Brent crude gained 6.91% to $91.31 a barrel on Friday, while gas gained 3.8% to €52.70 per kilowatt hour on the Dutch TTF hub amid scepticism as to how the US was going to resolve a bottleneck with more than 200 tankers and other cargo vessels unable to transit the key waterway which accounts for around 20% of global crude shipments.
Iraq and Kuwait have begun cutting production as supplies start to fill storage facilities.

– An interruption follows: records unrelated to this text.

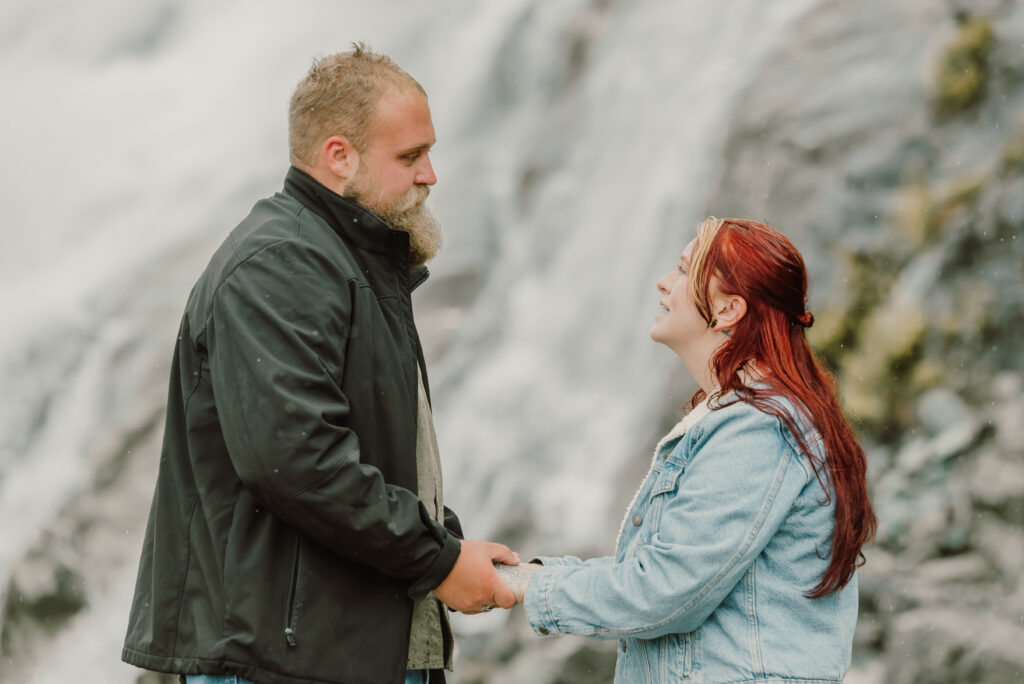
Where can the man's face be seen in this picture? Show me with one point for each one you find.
(394, 175)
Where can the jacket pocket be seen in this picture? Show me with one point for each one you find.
(678, 658)
(291, 609)
(668, 480)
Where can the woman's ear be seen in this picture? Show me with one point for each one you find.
(728, 310)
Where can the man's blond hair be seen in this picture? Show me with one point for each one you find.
(339, 96)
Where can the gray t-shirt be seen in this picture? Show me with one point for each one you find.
(428, 649)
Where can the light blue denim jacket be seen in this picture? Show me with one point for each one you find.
(722, 541)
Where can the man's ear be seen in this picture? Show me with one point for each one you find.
(340, 157)
(728, 310)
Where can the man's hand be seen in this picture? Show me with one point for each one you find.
(473, 584)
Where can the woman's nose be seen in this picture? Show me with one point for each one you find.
(665, 284)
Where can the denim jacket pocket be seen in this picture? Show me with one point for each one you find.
(668, 479)
(677, 660)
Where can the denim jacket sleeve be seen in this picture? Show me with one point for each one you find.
(725, 489)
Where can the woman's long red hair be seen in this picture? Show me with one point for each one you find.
(760, 264)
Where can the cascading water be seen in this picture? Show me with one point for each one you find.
(577, 143)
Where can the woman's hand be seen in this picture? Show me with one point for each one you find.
(517, 578)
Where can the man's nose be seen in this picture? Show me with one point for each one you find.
(426, 175)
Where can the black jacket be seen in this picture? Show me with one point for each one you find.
(286, 543)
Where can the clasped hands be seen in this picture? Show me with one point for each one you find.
(485, 574)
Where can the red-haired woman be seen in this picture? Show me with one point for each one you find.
(736, 559)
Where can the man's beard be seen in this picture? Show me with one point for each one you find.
(410, 214)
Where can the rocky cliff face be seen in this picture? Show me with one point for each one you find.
(886, 137)
(887, 141)
(906, 194)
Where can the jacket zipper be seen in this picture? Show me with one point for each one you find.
(290, 618)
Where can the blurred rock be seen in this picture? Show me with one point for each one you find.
(938, 646)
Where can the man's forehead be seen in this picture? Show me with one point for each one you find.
(402, 118)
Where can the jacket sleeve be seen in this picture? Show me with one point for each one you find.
(276, 339)
(453, 524)
(714, 522)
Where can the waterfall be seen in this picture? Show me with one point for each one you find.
(578, 142)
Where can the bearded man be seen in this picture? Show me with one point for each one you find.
(297, 532)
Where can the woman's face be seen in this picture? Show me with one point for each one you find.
(680, 323)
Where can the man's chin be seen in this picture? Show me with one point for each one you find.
(424, 232)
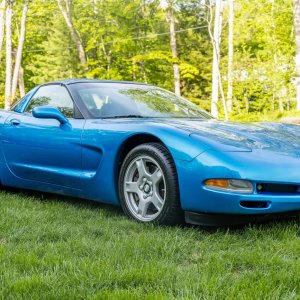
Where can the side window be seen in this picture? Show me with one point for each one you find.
(53, 95)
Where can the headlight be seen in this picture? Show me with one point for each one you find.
(230, 185)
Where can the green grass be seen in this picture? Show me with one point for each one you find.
(54, 247)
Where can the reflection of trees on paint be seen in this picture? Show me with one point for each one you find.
(46, 101)
(39, 101)
(157, 102)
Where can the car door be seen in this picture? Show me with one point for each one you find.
(43, 150)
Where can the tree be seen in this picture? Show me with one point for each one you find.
(66, 10)
(216, 73)
(171, 20)
(230, 54)
(18, 59)
(297, 38)
(8, 72)
(2, 22)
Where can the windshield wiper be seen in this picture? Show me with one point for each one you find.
(123, 116)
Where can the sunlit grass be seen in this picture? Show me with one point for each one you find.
(54, 247)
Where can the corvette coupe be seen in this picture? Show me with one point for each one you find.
(160, 157)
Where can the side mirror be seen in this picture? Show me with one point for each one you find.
(49, 112)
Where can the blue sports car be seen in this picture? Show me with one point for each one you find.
(160, 157)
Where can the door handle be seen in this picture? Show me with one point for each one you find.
(15, 122)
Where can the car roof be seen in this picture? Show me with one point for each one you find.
(83, 80)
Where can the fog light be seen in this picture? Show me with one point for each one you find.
(230, 185)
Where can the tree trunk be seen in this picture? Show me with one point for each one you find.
(216, 73)
(297, 38)
(171, 20)
(19, 50)
(230, 54)
(2, 21)
(21, 82)
(8, 71)
(216, 59)
(66, 12)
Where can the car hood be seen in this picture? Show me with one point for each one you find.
(231, 136)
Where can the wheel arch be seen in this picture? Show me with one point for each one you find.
(132, 142)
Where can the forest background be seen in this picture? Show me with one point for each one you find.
(236, 59)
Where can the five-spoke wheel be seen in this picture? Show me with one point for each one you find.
(148, 185)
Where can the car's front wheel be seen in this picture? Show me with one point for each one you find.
(148, 186)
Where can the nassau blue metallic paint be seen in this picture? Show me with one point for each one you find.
(80, 157)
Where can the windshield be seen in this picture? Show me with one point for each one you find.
(113, 100)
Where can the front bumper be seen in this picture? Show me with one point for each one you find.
(217, 220)
(254, 166)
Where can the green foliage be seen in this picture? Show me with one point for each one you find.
(129, 40)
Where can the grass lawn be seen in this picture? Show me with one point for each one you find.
(54, 247)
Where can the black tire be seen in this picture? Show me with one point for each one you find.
(170, 213)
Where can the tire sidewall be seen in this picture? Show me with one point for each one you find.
(166, 168)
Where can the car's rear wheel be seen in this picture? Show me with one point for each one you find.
(148, 186)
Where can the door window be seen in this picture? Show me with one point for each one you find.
(53, 95)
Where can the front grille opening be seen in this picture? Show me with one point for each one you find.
(277, 188)
(255, 204)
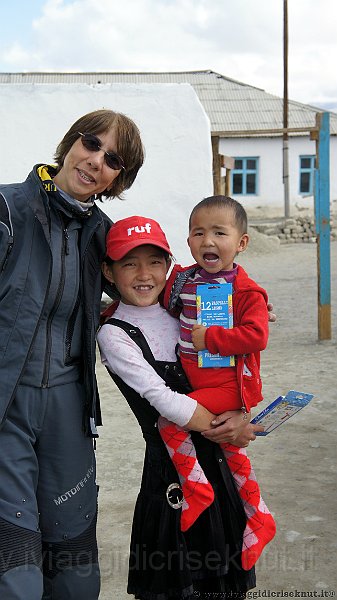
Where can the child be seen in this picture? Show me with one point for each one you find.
(138, 348)
(217, 233)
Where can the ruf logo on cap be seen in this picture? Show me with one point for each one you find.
(129, 233)
(140, 229)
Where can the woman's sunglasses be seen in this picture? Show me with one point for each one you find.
(93, 144)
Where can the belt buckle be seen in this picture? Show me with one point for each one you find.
(174, 495)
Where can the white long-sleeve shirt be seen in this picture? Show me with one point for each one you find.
(124, 358)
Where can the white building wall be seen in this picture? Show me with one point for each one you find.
(269, 151)
(175, 130)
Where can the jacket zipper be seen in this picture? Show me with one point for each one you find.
(60, 289)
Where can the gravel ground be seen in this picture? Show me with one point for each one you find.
(295, 465)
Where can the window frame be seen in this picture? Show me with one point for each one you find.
(245, 171)
(310, 170)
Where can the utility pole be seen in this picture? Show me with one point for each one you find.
(285, 111)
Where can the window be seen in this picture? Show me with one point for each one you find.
(307, 170)
(244, 176)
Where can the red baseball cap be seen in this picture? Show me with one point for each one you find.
(126, 234)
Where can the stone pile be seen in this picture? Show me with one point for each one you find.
(293, 230)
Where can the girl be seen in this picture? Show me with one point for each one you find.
(138, 348)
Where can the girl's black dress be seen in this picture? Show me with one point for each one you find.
(165, 563)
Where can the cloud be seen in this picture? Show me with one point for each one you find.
(242, 40)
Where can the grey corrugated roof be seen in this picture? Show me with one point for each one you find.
(231, 105)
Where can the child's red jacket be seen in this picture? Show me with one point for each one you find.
(247, 338)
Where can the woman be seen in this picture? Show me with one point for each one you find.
(52, 242)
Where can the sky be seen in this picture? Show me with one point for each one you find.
(241, 39)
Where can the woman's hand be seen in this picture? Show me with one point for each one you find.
(234, 427)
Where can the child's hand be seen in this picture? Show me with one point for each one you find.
(198, 337)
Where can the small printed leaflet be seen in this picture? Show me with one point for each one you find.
(215, 307)
(279, 411)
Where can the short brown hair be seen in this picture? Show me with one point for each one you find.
(129, 145)
(239, 212)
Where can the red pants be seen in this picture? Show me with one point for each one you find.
(216, 389)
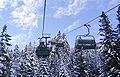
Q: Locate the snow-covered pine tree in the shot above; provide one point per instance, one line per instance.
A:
(4, 55)
(15, 61)
(109, 63)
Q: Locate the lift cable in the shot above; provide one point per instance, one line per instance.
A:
(93, 19)
(44, 18)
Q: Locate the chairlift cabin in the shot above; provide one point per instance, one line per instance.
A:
(43, 50)
(60, 44)
(82, 43)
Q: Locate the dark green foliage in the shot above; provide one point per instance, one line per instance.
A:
(110, 49)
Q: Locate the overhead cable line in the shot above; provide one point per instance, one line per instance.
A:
(93, 19)
(44, 17)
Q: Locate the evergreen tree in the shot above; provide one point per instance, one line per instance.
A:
(4, 55)
(110, 62)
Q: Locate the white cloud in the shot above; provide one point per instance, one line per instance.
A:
(112, 2)
(26, 15)
(3, 3)
(73, 8)
(73, 26)
(22, 38)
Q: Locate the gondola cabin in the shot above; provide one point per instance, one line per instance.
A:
(59, 44)
(43, 50)
(85, 43)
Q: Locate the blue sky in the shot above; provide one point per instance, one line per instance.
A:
(24, 18)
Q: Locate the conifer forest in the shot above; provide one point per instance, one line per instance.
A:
(55, 58)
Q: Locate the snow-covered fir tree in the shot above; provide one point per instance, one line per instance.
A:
(4, 53)
(110, 63)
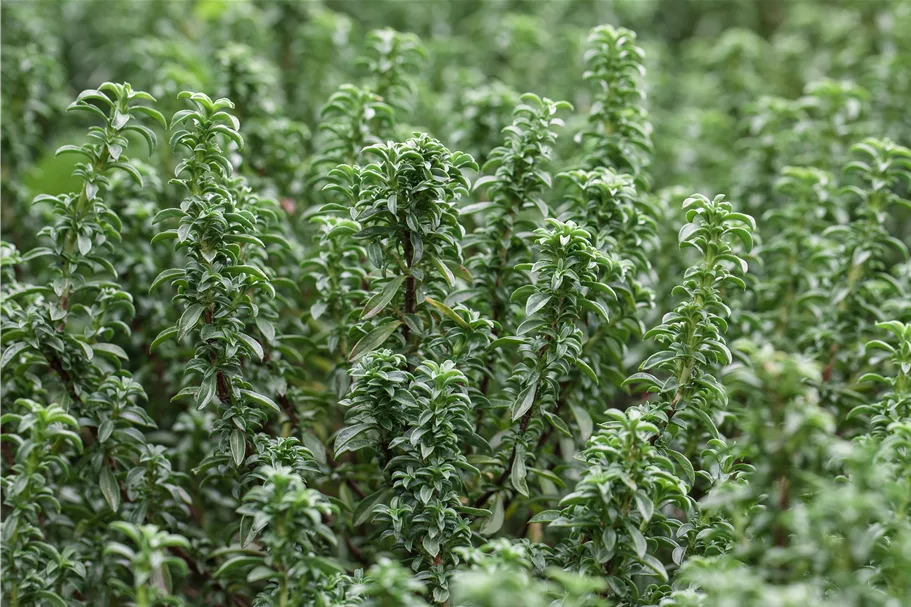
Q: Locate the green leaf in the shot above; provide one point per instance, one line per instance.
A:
(448, 313)
(685, 464)
(583, 366)
(260, 399)
(206, 390)
(111, 350)
(524, 401)
(238, 446)
(639, 543)
(189, 319)
(519, 472)
(238, 562)
(546, 516)
(373, 340)
(378, 302)
(245, 269)
(109, 488)
(164, 336)
(11, 352)
(655, 565)
(507, 341)
(364, 509)
(253, 345)
(166, 275)
(495, 522)
(535, 302)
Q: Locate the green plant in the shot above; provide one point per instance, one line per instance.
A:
(312, 354)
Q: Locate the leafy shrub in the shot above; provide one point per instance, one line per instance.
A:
(347, 310)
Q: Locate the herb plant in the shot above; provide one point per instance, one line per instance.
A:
(413, 304)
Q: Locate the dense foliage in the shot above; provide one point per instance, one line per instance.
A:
(455, 303)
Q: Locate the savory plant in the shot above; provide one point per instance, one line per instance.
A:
(376, 328)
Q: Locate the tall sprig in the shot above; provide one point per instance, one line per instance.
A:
(618, 126)
(216, 286)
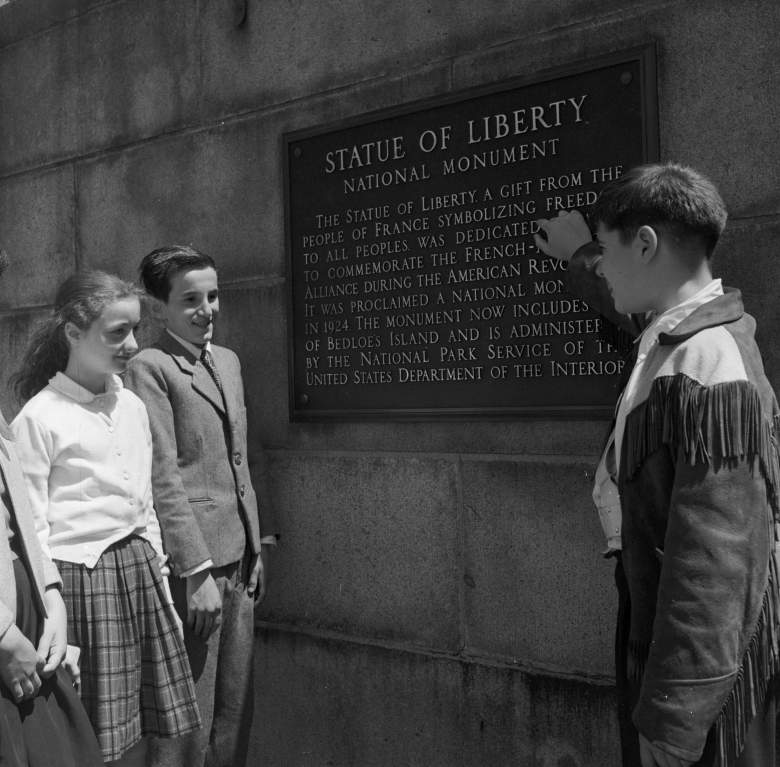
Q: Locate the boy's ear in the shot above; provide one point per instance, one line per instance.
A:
(646, 240)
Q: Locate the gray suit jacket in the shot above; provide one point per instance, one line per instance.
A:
(42, 571)
(202, 488)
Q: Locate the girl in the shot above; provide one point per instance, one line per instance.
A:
(42, 721)
(85, 446)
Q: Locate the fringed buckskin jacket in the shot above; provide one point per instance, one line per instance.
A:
(698, 480)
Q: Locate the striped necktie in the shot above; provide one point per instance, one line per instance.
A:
(208, 362)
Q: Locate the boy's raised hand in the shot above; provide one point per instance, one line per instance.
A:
(20, 664)
(566, 233)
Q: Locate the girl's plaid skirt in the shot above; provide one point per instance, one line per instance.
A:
(135, 676)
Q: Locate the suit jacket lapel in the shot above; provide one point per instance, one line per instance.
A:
(202, 381)
(25, 525)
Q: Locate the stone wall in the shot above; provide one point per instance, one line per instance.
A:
(437, 598)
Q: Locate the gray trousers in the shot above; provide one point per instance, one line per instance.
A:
(222, 668)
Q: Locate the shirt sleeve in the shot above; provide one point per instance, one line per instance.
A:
(33, 447)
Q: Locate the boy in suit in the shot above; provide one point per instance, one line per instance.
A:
(204, 499)
(693, 455)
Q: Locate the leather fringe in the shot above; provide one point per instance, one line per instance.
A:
(715, 425)
(756, 675)
(710, 424)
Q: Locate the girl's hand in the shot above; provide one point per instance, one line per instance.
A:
(71, 665)
(54, 639)
(20, 664)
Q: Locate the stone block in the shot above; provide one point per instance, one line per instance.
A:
(369, 546)
(21, 20)
(324, 701)
(123, 72)
(16, 330)
(37, 232)
(735, 54)
(537, 590)
(338, 44)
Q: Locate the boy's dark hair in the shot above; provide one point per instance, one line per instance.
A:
(159, 267)
(670, 197)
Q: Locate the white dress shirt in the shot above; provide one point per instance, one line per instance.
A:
(87, 460)
(605, 493)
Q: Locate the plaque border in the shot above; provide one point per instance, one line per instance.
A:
(647, 57)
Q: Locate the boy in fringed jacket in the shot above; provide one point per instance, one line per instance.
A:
(694, 457)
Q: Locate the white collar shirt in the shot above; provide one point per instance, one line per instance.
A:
(87, 460)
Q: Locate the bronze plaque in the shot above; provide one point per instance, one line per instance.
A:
(415, 286)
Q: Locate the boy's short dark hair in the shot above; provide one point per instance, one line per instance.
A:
(158, 268)
(667, 196)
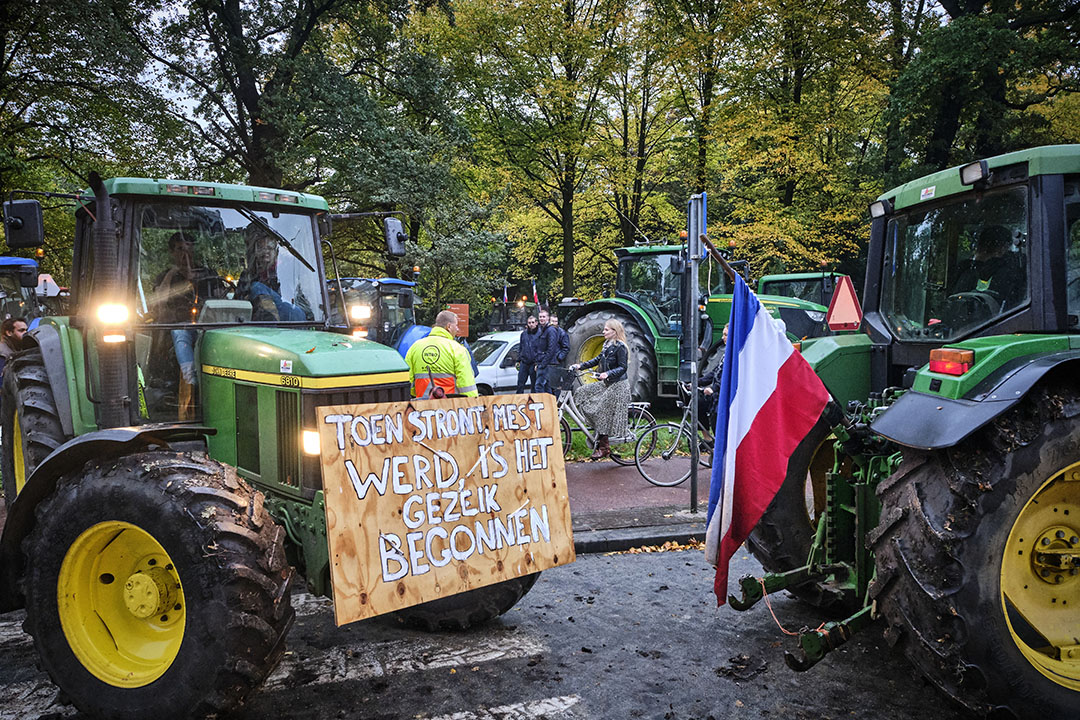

Market sentiment wasn't by Trump's demand late on Friday for Iran's "unconditional surrender".
On Thursday, Trump also said he was not worried about rising petrol prices in the US as a result of the war on Iran, saying the military campaign remained his main focus.
“I don’t have any concern about it,” Trump told the Reuters news agency. “They’ll drop very rapidly when this is over, and if they rise, they rise, but this is far more important than having gasoline prices go up a little bit.”
According to the American Automobile Association, the average price of petrol in the US has risen by 34 cents in the past week to $3.32 per gallon. Trump falsely claimed in his rambling State of the Union address last week that petrol prices were “now below $2.30 a gallon in most states and in some places, $1.99 a gallon”.
His administration has already enacted a major environmental rollback which is also expected to push the cost of fuel higher, but analysts - and, crucially, American motorists - fear the lack of a clear end objective to his attacks on Iran could result in higher inflation.